The energies released by the French Revolution set France on the path of transition to a more industrial nation, but intermittently. Slowing that process was one result of the Congress of Vienna, though the intent may have been more to slow secularism and republicanism, especially from the point of view of Austria and Russia, but anything that slowed France from going through an agricultural commercial, and industrial revolution was a benefit to Great Britain.
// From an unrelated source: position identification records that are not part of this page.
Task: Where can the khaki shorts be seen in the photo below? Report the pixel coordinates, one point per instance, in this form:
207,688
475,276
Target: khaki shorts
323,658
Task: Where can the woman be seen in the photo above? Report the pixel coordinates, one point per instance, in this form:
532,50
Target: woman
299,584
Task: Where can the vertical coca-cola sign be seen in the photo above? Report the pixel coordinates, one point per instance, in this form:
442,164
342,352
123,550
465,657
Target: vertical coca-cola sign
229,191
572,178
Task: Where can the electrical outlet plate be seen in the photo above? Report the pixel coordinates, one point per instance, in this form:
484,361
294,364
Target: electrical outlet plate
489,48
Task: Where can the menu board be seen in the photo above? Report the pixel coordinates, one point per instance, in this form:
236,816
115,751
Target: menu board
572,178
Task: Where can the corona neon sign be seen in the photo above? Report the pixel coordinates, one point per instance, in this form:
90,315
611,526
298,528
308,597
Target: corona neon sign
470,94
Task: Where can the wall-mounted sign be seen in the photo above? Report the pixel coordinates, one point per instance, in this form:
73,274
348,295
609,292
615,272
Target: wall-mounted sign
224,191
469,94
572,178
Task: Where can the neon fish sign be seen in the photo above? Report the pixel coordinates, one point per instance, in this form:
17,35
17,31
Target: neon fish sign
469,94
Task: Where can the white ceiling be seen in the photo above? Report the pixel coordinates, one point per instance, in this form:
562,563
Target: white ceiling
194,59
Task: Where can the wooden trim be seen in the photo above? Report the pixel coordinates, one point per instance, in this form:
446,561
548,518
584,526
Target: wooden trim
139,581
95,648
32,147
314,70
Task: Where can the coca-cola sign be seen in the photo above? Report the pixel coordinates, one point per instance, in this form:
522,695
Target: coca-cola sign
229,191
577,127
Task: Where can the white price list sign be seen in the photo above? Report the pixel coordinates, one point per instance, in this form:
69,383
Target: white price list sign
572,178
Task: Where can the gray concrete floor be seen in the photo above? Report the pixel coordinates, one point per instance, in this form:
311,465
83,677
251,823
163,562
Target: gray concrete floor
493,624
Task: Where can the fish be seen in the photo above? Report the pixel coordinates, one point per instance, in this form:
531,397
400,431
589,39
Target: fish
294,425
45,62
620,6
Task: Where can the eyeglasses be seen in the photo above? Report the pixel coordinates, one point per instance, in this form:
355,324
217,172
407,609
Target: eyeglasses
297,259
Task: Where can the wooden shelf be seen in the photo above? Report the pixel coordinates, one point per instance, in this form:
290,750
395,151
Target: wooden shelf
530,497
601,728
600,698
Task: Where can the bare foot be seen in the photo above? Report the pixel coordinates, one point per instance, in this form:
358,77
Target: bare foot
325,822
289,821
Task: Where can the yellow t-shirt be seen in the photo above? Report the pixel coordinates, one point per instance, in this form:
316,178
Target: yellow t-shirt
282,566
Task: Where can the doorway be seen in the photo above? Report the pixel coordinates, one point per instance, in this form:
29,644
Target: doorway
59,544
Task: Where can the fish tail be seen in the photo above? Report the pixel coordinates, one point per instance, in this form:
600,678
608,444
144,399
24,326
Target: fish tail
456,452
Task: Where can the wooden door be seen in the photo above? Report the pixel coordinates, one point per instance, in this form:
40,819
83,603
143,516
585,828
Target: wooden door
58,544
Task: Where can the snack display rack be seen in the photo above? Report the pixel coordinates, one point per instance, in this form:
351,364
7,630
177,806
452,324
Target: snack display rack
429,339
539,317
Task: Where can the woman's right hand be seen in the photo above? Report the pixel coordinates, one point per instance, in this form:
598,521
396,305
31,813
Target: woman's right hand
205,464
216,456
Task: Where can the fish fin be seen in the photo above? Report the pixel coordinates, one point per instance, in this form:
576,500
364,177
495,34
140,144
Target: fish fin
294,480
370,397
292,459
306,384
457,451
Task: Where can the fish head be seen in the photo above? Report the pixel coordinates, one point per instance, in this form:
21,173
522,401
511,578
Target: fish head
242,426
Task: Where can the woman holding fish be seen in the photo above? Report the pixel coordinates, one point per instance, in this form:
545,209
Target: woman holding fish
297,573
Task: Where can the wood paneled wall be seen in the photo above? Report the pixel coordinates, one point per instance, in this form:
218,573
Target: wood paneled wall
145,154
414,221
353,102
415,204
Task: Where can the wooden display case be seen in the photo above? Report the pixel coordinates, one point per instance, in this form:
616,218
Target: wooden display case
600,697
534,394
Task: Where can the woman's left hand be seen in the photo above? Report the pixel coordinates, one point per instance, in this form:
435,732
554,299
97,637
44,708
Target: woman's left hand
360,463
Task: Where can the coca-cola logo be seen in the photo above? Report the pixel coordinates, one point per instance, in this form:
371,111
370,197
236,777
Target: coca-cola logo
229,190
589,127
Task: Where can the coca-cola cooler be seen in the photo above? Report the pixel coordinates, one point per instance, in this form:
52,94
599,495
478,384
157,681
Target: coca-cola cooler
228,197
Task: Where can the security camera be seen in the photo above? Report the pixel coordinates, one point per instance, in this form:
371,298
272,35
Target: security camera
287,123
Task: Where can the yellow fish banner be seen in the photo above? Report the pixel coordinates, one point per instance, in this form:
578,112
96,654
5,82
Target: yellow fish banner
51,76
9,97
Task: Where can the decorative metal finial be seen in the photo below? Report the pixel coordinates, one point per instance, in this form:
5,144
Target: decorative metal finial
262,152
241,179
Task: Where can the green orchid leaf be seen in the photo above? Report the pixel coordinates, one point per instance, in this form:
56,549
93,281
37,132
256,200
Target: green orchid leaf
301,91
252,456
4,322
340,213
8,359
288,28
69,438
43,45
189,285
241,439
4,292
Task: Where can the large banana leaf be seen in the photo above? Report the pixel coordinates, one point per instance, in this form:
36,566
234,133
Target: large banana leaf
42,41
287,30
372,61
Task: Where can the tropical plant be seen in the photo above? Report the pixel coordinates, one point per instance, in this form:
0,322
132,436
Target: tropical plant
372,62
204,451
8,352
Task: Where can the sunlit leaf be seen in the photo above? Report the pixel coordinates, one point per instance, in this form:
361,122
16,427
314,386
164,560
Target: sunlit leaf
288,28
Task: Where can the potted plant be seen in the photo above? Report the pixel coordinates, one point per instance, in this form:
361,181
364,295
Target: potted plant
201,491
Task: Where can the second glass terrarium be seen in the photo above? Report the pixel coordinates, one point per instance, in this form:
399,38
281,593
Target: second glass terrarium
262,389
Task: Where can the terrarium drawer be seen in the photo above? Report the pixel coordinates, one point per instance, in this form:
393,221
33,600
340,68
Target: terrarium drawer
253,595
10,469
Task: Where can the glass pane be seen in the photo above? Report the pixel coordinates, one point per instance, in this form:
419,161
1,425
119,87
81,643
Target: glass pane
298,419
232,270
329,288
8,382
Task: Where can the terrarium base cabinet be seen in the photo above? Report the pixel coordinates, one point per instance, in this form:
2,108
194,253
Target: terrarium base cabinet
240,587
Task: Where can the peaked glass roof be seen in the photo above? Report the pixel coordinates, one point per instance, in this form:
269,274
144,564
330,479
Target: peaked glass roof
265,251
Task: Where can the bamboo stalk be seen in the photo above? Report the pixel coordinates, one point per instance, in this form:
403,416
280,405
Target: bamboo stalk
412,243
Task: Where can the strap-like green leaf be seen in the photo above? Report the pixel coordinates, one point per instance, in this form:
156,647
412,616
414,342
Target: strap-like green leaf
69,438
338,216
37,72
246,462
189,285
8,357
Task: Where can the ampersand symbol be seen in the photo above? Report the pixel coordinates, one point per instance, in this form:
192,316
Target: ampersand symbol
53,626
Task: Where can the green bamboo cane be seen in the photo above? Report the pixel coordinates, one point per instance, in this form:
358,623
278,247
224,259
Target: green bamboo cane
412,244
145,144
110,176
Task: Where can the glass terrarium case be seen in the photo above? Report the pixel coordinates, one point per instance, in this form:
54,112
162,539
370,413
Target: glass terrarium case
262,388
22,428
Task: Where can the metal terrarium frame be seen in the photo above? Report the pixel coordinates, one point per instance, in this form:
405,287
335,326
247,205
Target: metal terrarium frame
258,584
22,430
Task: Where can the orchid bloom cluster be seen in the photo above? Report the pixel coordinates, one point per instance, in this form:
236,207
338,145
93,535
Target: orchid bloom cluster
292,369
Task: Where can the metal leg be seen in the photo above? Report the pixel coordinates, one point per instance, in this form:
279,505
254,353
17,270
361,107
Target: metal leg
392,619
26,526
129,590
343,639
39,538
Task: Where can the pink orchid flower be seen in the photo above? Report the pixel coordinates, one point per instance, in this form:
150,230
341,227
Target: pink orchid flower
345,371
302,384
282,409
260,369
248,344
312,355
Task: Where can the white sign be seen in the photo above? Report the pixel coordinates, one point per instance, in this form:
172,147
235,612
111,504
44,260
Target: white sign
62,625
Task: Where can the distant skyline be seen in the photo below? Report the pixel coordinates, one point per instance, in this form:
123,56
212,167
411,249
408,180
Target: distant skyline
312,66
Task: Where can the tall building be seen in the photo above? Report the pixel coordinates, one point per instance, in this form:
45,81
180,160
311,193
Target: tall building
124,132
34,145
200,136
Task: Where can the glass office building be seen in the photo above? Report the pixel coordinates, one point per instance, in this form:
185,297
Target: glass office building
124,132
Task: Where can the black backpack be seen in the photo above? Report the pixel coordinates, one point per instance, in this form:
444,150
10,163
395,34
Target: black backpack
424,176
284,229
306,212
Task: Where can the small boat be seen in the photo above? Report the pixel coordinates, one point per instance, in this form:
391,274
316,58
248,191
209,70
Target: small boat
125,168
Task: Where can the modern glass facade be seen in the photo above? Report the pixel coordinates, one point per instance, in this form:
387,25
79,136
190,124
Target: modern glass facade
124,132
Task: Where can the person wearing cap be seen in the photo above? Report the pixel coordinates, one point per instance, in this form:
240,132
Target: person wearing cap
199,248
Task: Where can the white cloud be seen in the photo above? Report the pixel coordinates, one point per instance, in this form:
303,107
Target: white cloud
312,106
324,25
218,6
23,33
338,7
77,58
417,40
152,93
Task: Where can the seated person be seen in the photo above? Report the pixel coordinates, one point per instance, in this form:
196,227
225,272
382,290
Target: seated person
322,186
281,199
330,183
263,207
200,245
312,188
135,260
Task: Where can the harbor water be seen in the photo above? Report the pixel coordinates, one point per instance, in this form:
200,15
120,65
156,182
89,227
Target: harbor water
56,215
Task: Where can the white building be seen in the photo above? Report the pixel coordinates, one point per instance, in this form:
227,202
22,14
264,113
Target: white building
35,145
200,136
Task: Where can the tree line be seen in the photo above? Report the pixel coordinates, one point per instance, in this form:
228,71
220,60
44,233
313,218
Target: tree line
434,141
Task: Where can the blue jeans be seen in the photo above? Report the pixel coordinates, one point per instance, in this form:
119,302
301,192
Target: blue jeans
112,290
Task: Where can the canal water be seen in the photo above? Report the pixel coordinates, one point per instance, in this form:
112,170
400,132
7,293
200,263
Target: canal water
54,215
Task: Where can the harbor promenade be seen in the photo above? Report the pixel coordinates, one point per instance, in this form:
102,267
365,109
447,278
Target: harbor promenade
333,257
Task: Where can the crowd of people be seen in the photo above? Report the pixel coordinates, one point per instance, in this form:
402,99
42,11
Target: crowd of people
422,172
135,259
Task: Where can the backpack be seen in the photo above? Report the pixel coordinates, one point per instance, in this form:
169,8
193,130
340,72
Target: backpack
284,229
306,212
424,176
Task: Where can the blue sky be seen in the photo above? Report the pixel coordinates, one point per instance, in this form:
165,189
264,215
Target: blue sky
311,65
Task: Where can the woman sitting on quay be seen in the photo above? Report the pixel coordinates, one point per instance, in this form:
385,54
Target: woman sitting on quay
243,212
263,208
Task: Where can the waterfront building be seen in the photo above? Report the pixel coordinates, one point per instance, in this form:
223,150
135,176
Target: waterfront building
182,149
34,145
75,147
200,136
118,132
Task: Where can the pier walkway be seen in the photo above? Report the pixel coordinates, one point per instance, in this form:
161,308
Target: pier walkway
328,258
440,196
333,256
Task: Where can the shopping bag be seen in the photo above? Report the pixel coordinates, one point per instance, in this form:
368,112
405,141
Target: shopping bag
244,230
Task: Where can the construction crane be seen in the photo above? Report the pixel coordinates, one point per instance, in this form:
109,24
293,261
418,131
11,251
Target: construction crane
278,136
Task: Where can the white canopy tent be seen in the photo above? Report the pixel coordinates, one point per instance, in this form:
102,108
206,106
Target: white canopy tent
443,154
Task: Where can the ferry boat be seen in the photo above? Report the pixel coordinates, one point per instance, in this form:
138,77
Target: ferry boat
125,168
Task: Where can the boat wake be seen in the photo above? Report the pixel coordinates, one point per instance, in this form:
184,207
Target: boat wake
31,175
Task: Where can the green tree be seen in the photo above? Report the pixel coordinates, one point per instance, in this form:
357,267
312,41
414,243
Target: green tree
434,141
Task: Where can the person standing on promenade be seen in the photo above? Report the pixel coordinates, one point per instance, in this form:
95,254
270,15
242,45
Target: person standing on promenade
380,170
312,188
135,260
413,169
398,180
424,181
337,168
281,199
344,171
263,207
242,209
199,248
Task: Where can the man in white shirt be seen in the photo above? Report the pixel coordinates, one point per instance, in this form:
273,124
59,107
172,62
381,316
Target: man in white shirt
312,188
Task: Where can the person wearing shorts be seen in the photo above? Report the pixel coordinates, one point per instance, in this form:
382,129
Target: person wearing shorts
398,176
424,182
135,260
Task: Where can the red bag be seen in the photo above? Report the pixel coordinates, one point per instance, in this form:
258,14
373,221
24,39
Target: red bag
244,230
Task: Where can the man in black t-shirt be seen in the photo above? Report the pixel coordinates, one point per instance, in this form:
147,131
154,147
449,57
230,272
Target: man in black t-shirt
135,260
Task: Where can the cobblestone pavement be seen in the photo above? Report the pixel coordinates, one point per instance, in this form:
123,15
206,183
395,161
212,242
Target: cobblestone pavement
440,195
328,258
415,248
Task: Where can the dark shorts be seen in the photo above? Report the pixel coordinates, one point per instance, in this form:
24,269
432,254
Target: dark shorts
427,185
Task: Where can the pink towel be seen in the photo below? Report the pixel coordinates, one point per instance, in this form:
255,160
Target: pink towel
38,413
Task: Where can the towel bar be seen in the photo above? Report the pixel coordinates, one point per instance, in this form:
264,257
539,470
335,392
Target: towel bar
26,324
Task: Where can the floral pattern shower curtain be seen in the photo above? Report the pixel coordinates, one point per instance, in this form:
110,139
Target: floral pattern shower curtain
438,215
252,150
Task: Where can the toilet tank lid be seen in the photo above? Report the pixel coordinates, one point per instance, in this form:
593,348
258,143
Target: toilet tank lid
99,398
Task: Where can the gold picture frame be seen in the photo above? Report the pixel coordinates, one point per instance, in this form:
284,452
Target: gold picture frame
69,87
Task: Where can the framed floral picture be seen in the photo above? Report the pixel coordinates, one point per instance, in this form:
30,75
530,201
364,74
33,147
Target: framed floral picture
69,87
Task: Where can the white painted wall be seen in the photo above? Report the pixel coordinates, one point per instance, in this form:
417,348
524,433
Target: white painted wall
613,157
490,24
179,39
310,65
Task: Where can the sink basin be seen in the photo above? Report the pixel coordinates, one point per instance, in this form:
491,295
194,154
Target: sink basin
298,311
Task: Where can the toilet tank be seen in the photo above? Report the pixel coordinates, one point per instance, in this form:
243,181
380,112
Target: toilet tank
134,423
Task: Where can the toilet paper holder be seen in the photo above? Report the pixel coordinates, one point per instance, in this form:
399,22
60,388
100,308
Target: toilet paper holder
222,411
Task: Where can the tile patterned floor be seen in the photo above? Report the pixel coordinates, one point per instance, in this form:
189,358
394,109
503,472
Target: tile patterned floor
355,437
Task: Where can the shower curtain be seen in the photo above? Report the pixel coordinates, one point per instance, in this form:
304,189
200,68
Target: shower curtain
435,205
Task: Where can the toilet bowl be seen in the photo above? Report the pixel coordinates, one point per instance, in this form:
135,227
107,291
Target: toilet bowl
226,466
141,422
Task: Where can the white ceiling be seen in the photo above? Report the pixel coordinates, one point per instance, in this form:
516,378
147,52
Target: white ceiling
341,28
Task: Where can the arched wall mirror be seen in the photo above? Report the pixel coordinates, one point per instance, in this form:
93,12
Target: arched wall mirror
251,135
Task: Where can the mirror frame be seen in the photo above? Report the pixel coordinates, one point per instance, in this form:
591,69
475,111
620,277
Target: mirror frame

But we have now 'progressed' to the point where we have recreated the kind of parasitic, unaccountable, rent seeking dominance by a small group in the financial sector that we previously saw in the clergy and nobility of the ancien régime in France or in pre-Civil War Stuart England. Even though the 18th Century was an 'empty world' and we are now in a quite 'full world' and facing ever rising prices for natural resources I think we could still harness a much greater efficiency by instituting economic and social organizations that mobilize the full potential of the whole population and serve to equalize both wealth distribution and leisure rather than, as at present, further concentrate wealth at the top. As the Dutch said while fighting the Spanish: "It is not necessary to have hope in order to persevere."
I am a fan of the view that the regency was the happiest period in 18th century France.
"The French Republic harnessed political, social and military power on a scale that created a new norm."
I am still a fan of the Toqueville view that the revolution and napoleon just finished off the centralizing tendencies of the ancien regime.
Yeah, because the French Republic hasn't been centralist at all. Oh, no. If you are not convinced, try it on someone who has not been entirely debauched by economics. — Piero Sraffa
L'Ancien Régime et la Révolution
http://en.wikipedia.org/wiki/The_Old_Regime_and_the_Revolution
"It is one of the major early historical works on the French Revolution. In this book, de Tocqueville develops his main theory about the French revolution, the theory of continuity, in which he states that even though the French tried to disassociate themselves from the past and from the autocratic old regime, they eventually reverted to a powerful central government."
As I said a plausible thesis.
Could you for once think before firing?
I was more thinking of more peace, less gloire. At the death of the regent France was better off then at the death of Louis XIV.